本發(fā)明的有益效果對胡蘿卜黑腐病的早期快速診斷和病害防治具有重要的實(shí)用價(jià)值。本方案中加入了94℃預(yù)變性4min，使擴(kuò)增的靈敏度提高。預(yù)變性在PCR儀上于94-96℃預(yù)加熱幾十秒至幾分鐘，使模板DNA充分變性，然后進(jìn)入擴(kuò)增循環(huán)，模板DNA完全變性對PCR能否成功至關(guān)重要。
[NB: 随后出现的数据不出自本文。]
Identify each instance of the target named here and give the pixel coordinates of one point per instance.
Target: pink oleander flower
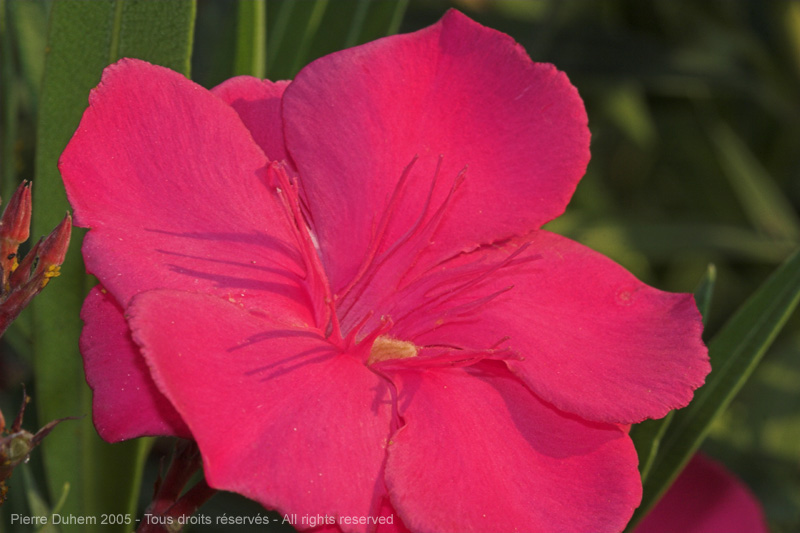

經(jīng)多次試驗(yàn)，我們在已有的PCR擴(kuò)增反應(yīng)程序中增加了94℃預(yù)變性4min，使擴(kuò)增效率大幅度提高，彌補(bǔ)了原技術(shù)的不足。


附圖是引物ARF2/ARR3對胡蘿卜病樣分離菌株進(jìn)行的優(yōu)化和未優(yōu)化PCR擴(kuò)增結(jié)果。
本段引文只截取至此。